After indulging myself in this preposterous idea of getting married, Chey then introduced the concept of premarital counseling to me. I had never heard of such a thing. Yet, having undergone it and benefiting from it on a daily basis, I’d strongly suggest you would do so before getting married.
This way we got to have the hard conversations first, got to dig and poke around in the not-so-wonderful sides of one another, so that we could see how we would come together even in the rough convos. We got to get to know each other in ways that we never would, had we just kept on dating. We got to lay a solid foundation on which all our future endeavors could build upon. And we got a lot more out of it too. I will always remain grateful to Armando…
And because a strong and healthy marriage is essential in a happy family, it also is the foundation of our program.
Being happily married for over two years now, I have to admit that I wouldn’t want it any other way than being married.
First of all I feel it’s beneficial to Chey and I.
In the past I was in a long term relationship with Billie’s mom without ever being married, and when I look back at how that felt and compare it with being married now, I’d prefer this feeling a thousand times over. Being un-married (I feel) you’re basically in the relationship with only one foot; in a marriage, you’re in completely with both feet and all. In the past there was always this “possibility that it could go wrong”, and now I feel that I approach issues differently.
It’s not JUST about this one issue anymore, it’s about the next one thousand issues, for it’s part of life. Of course the main objective is not to have a thousand discussions. My main objective is loving my wife more after having had the thousand arguments, than before, and her loving me more deeply. To me this is a revelation and such a relief. It also gives me a more peaceful feeling.
I’m also very glad for my daughter that I got a second shot at it.
When Billie’s mom and I decided to break up, she was only three. I remember thinking: “That I feel miserable 24/7 is something I could live with”, however absurd the thought seems to me now. But when I noticed that Billie was physically showing signs of distress, I knew something had to give. I knew that when that sweet little innocent angel would grow up between two fighting parents, she would develop a perception of love and relationships that would negatively impact our family for generations to come.

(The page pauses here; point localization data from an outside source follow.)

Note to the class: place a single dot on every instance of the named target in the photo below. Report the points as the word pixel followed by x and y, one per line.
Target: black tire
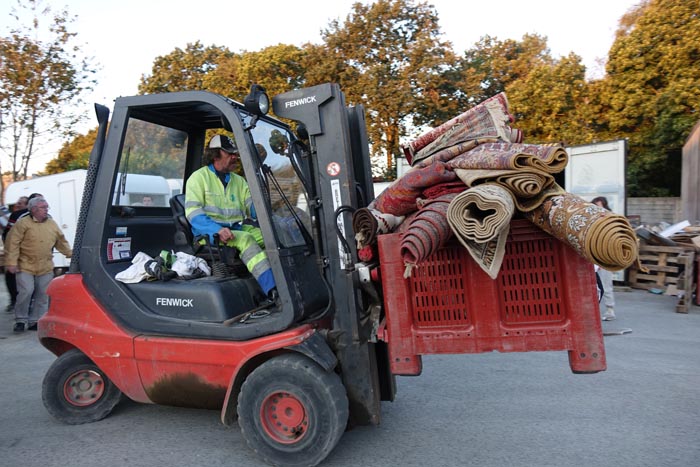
pixel 292 412
pixel 76 391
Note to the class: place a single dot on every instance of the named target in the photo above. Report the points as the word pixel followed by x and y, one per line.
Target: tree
pixel 184 70
pixel 388 56
pixel 73 155
pixel 491 65
pixel 278 68
pixel 549 103
pixel 653 72
pixel 41 82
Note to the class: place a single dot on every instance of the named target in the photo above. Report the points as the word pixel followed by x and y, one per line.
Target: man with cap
pixel 217 201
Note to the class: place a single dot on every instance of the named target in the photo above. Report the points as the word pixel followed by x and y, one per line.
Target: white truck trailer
pixel 64 192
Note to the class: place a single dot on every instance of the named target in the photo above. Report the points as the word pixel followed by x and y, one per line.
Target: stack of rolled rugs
pixel 470 177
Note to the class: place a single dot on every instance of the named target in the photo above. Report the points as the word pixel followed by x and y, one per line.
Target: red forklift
pixel 297 371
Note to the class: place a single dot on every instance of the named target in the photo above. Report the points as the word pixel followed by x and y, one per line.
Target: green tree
pixel 41 82
pixel 653 72
pixel 388 56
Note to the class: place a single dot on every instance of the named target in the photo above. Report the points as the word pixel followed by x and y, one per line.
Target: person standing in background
pixel 18 210
pixel 605 275
pixel 29 255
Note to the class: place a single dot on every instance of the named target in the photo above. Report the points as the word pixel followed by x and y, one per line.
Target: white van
pixel 64 193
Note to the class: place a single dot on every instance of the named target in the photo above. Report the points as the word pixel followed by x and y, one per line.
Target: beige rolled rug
pixel 480 219
pixel 602 237
pixel 530 187
pixel 549 158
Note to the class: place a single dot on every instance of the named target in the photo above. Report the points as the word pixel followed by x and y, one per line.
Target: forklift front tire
pixel 76 391
pixel 292 412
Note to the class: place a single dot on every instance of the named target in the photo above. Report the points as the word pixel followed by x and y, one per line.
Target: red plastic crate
pixel 544 298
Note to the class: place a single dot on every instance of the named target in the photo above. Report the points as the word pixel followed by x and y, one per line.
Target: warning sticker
pixel 118 248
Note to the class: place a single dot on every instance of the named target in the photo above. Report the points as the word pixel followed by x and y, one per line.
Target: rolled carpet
pixel 426 231
pixel 368 223
pixel 530 187
pixel 488 118
pixel 447 154
pixel 400 197
pixel 480 219
pixel 602 237
pixel 549 158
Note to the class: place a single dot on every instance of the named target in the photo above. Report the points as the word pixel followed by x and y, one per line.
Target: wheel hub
pixel 284 417
pixel 83 388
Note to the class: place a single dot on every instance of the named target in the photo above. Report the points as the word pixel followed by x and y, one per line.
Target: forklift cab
pixel 165 135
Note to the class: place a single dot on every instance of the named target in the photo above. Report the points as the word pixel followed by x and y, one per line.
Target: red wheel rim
pixel 83 388
pixel 284 418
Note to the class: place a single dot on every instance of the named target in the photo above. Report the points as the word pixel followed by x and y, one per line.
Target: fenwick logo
pixel 301 101
pixel 182 302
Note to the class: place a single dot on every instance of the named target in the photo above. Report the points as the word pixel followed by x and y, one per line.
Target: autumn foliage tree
pixel 41 77
pixel 390 58
pixel 653 72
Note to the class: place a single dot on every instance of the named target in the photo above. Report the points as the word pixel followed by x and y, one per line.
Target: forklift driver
pixel 217 201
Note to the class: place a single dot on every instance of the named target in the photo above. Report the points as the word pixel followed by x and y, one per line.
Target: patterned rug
pixel 529 187
pixel 426 231
pixel 490 118
pixel 602 237
pixel 480 219
pixel 400 197
pixel 549 158
pixel 368 223
pixel 447 154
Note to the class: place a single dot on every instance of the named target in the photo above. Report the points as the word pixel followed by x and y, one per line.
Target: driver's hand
pixel 225 234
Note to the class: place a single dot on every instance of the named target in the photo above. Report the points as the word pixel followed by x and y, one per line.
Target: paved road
pixel 491 410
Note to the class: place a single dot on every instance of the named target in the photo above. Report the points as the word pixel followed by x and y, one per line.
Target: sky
pixel 126 36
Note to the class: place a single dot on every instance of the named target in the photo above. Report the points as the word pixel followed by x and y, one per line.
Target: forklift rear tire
pixel 76 391
pixel 291 411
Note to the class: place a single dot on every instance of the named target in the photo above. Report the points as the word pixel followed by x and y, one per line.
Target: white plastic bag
pixel 186 265
pixel 136 272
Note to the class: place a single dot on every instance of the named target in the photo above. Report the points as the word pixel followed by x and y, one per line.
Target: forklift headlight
pixel 257 102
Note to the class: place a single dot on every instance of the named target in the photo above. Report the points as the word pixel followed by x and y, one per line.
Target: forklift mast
pixel 342 182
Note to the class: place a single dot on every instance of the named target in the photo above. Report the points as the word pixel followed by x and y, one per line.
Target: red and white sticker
pixel 333 169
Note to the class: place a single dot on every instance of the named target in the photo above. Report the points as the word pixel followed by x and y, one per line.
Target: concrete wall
pixel 655 210
pixel 690 175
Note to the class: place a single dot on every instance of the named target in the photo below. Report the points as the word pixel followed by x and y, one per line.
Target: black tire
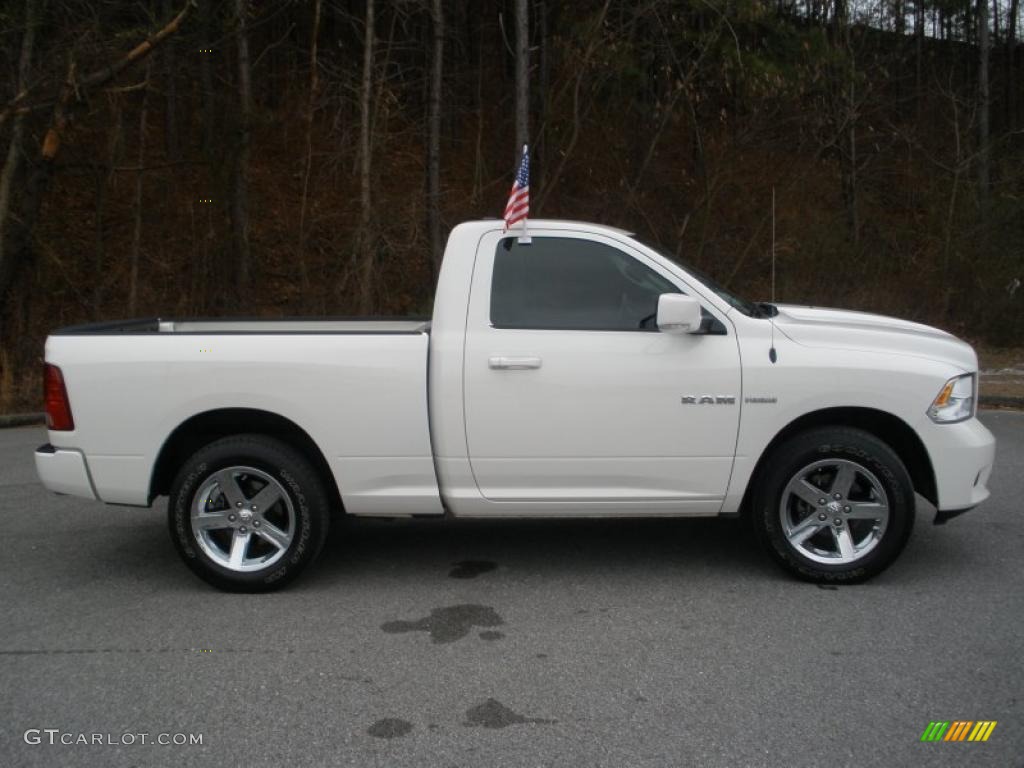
pixel 301 513
pixel 881 471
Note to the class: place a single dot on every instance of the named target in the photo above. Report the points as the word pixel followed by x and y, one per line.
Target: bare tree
pixel 984 52
pixel 367 244
pixel 1011 56
pixel 521 75
pixel 73 93
pixel 240 185
pixel 310 110
pixel 136 238
pixel 434 150
pixel 11 166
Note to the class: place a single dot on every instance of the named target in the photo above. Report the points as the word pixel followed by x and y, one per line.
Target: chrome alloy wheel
pixel 243 518
pixel 834 511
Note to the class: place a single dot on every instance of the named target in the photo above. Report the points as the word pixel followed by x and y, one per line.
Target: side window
pixel 571 284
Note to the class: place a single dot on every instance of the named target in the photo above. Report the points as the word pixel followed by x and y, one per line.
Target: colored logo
pixel 958 730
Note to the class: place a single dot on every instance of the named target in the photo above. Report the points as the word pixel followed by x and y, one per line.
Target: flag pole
pixel 524 239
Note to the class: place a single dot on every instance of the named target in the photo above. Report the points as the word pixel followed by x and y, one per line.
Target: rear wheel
pixel 834 505
pixel 248 513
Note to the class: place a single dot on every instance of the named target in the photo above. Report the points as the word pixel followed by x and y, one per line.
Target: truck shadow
pixel 554 548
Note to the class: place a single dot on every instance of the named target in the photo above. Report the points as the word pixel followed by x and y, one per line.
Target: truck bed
pixel 252 326
pixel 356 387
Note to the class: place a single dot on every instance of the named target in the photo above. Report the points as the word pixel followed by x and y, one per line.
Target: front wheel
pixel 835 505
pixel 248 513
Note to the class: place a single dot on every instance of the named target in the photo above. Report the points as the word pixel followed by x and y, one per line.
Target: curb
pixel 20 420
pixel 999 401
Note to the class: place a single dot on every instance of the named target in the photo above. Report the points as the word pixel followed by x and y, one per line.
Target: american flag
pixel 518 205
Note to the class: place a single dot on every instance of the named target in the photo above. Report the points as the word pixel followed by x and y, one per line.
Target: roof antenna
pixel 772 354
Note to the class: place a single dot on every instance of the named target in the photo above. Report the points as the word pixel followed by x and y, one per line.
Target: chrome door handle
pixel 513 364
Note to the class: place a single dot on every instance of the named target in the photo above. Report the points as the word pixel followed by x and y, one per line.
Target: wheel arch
pixel 889 428
pixel 208 426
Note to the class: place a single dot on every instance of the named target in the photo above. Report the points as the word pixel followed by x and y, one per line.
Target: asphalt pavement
pixel 608 643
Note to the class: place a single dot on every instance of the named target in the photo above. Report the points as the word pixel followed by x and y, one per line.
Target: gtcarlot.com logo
pixel 55 736
pixel 958 730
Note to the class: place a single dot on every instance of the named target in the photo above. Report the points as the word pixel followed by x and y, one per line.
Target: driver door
pixel 573 399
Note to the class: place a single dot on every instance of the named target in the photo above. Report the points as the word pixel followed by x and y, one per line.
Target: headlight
pixel 955 401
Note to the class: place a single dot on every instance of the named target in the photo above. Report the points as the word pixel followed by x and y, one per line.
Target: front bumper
pixel 962 458
pixel 64 471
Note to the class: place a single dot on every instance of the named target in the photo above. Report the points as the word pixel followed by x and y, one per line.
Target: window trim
pixel 716 327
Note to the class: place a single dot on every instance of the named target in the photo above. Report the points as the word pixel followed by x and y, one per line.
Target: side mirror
pixel 678 313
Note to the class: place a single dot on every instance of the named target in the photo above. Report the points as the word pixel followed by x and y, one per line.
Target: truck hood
pixel 842 329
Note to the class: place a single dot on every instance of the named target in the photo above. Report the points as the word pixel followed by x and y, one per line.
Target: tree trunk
pixel 240 185
pixel 521 76
pixel 313 88
pixel 919 45
pixel 136 240
pixel 367 242
pixel 171 143
pixel 1011 70
pixel 206 80
pixel 434 150
pixel 11 166
pixel 984 50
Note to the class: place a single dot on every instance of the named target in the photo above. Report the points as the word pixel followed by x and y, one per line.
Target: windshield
pixel 747 307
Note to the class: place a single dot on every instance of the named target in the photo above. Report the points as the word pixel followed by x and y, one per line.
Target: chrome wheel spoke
pixel 805 529
pixel 844 542
pixel 807 492
pixel 229 487
pixel 211 521
pixel 240 545
pixel 866 510
pixel 266 498
pixel 273 535
pixel 843 481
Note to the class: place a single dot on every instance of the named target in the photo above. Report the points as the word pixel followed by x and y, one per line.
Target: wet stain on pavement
pixel 471 568
pixel 450 624
pixel 493 714
pixel 389 728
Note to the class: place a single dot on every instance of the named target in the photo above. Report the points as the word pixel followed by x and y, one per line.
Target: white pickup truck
pixel 583 374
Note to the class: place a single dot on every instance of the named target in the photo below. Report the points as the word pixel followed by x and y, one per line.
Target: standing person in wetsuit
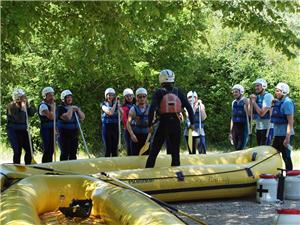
pixel 46 114
pixel 110 128
pixel 128 103
pixel 68 126
pixel 17 127
pixel 261 102
pixel 283 119
pixel 137 123
pixel 168 101
pixel 239 125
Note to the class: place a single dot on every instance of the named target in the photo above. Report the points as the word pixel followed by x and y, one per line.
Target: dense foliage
pixel 89 46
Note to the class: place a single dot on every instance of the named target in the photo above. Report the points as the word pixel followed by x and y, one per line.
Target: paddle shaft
pixel 84 142
pixel 154 199
pixel 29 136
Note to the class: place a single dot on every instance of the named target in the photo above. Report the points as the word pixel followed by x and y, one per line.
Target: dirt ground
pixel 243 211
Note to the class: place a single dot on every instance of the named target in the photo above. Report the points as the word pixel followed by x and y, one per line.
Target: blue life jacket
pixel 278 117
pixel 45 122
pixel 140 122
pixel 70 124
pixel 106 119
pixel 238 112
pixel 259 102
pixel 16 125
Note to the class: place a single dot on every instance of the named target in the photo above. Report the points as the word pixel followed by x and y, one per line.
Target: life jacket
pixel 45 122
pixel 126 107
pixel 170 102
pixel 70 124
pixel 278 117
pixel 197 120
pixel 259 102
pixel 238 111
pixel 106 119
pixel 140 122
pixel 13 123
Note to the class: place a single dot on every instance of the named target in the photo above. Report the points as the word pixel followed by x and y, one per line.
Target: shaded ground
pixel 245 211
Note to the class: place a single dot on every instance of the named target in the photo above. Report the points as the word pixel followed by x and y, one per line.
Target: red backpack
pixel 170 103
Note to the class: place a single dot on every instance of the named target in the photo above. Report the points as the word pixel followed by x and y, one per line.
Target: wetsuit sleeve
pixel 186 104
pixel 154 106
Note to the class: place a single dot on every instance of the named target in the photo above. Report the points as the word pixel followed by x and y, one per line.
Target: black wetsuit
pixel 168 128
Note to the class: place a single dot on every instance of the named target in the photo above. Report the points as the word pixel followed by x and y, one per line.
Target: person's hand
pixel 253 98
pixel 75 108
pixel 133 138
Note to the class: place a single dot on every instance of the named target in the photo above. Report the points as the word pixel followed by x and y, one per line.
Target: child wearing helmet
pixel 128 103
pixel 168 101
pixel 261 103
pixel 110 128
pixel 68 126
pixel 239 125
pixel 200 116
pixel 283 119
pixel 137 122
pixel 46 114
pixel 17 127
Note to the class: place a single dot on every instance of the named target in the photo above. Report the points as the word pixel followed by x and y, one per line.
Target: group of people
pixel 158 122
pixel 274 118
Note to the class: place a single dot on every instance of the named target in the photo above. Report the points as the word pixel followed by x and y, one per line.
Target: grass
pixel 6 154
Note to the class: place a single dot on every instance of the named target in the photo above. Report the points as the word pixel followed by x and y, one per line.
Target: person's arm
pixel 129 128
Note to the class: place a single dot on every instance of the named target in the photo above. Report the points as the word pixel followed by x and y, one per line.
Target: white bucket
pixel 287 217
pixel 292 185
pixel 266 191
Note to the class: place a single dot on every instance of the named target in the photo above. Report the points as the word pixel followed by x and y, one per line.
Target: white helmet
pixel 47 90
pixel 166 76
pixel 191 94
pixel 64 94
pixel 141 91
pixel 127 91
pixel 109 91
pixel 285 89
pixel 239 87
pixel 262 82
pixel 18 93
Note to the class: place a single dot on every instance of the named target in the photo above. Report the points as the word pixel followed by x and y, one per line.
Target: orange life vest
pixel 171 103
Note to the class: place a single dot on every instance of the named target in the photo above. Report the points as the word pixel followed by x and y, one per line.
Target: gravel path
pixel 243 211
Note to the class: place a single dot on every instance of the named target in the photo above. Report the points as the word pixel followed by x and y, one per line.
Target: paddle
pixel 29 137
pixel 123 184
pixel 84 142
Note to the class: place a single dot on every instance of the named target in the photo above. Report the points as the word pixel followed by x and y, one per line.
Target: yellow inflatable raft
pixel 25 202
pixel 200 176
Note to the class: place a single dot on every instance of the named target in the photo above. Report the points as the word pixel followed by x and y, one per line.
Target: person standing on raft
pixel 283 119
pixel 137 123
pixel 110 120
pixel 17 127
pixel 68 126
pixel 168 101
pixel 239 124
pixel 46 113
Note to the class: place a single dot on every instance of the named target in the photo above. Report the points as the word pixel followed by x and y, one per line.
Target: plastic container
pixel 292 185
pixel 287 217
pixel 266 191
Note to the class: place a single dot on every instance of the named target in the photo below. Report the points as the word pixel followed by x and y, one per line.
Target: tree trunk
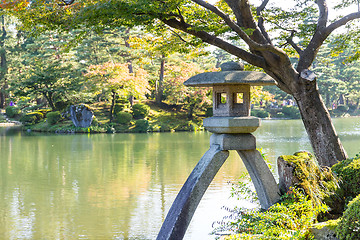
pixel 113 95
pixel 324 140
pixel 49 98
pixel 159 92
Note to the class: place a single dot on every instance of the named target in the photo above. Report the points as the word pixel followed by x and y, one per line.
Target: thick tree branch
pixel 323 14
pixel 252 44
pixel 261 20
pixel 342 22
pixel 213 40
pixel 308 55
pixel 230 23
pixel 292 43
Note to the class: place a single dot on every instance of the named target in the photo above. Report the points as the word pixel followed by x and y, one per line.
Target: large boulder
pixel 81 115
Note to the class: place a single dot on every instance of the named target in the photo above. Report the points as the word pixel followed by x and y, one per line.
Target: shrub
pixel 31 118
pixel 141 125
pixel 349 173
pixel 53 117
pixel 291 112
pixel 261 113
pixel 209 112
pixel 349 226
pixel 342 108
pixel 118 108
pixel 12 111
pixel 123 118
pixel 289 219
pixel 140 110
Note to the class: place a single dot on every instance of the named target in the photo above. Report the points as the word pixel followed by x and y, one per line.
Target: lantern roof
pixel 209 79
pixel 231 77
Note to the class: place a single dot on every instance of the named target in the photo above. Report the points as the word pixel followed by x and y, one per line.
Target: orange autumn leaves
pixel 116 77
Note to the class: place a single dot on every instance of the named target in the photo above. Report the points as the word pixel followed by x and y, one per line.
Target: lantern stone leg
pixel 187 200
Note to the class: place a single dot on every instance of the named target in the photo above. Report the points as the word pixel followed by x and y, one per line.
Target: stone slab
pixel 231 124
pixel 242 141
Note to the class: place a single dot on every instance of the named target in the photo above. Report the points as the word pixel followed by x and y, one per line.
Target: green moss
pixel 349 173
pixel 319 183
pixel 349 225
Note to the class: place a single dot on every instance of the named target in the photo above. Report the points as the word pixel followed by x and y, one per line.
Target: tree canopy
pixel 284 42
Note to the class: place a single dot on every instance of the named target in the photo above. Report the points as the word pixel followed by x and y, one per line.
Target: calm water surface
pixel 121 186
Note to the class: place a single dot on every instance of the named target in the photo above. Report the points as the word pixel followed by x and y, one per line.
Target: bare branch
pixel 261 20
pixel 252 44
pixel 213 40
pixel 292 43
pixel 342 22
pixel 261 7
pixel 178 35
pixel 323 14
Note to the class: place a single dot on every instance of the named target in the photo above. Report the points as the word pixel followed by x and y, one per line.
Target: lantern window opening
pixel 238 98
pixel 221 98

Therefore I am very glad that now I can show her what love and marriage should be all about: love & respect, so that we can all thrive together.
There’s another reason why we dive deeper in building a strong and healthy marriage in our program FIRST.
In scientific literature, we discovered that kids take the “relationship” with the new partner more serious when the parents officially get married. For the kids, this act of commitment brings peace and certainty, knowing that “they’re here to stay”, kind of a thing.
Besides the kids, the ex-es too take “your new girl or boyfriend” and the relationship more serious. They too know that “the new one” is in it for the long run and it’s not just a fling.
In closing, if you were to ask me whether “to marry or not to marry”, I’d say YES with all of my heart and soul. But only to you, Chey.
* A big shout out goes to Armando, for without his help we might not have been so happily married.